Ce tableau croise les surfaces les plus recherchées avec une épaisseur moyenne de 5 mm, valeur typique pour rattraper un sol intérieur avant pose de carrelage ou parquet.
| Surface | Poids total (5 mm) | Nombre de sacs 25 kg |
|---|---|---|
| 20 m² | 150 kg | 6 |
| 30 m² | 225 kg | 9 |
| 40 m² | 300 kg | 12 |
| 60 m² | 450 kg | 18 |
| 80 m² | 600 kg | 24 |
| 100 m² | 750 kg | 30 |
Pour une épaisseur de 10 mm, doublez simplement les chiffres. Pour 3 mm, multipliez par 0,6. Ce repère évite de refaire le calcul à chaque devis.
Les facteurs qui changent la donne
Le résultat brut du calcul mérite parfois un ajustement. Deux paramètres pèsent vraiment sur la quantité réelle achetée.
L’état du sol existant
Un sol neuf et régulier consomme la quantité théorique. Un ancien carrelage, une dalle béton fissurée ou un parquet usé impose une couche plus épaisse, parfois inégale. Mesurez les écarts les plus marqués avec une règle de maçon de 2 mètres avant de chiffrer l’épaisseur moyenne. Anticiper la finition aide aussi : si un parquet doit recouvrir la zone ensuite, prévoir comment combler les jours entre plinthes et parquet évite de devoir reprendre le sol après coup.

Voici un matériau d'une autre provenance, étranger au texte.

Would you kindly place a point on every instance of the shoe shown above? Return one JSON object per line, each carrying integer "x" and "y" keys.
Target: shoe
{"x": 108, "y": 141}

L’absence de primaire d’accrochage force aussi à compenser : sans cette sous-couche, le ragréage adhère mal et risque de se décoller. Le primaire ajoute 200 g par m² environ, à prévoir en parallèle.
Le type de ragréage choisi
Le ragréage autonivelant classique couvre les défauts inférieurs à 2 cm. Sa consommation se situe autour de 1,5 kg/m²/mm. Le ragréage autolissant traite des écarts plus marqués, jusqu’à 4 cm, avec une densité proche.
Le ragréage fibré monte jusqu’à 3 cm d’épaisseur et affiche souvent 1,6 à 2 kg/m²/mm. Sa formulation renforcée alourdit légèrement le calcul. Pour un sol chauffant ou un usage extérieur, vérifiez la fiche produit : la consommation peut grimper à 2 kg/m²/mm.
Choisir le bon produit du premier coup évite les retours en magasin et limite le gaspillage de poudre durcie dans des sacs entamés. Une logique simple : acheter mieux, jeter moins.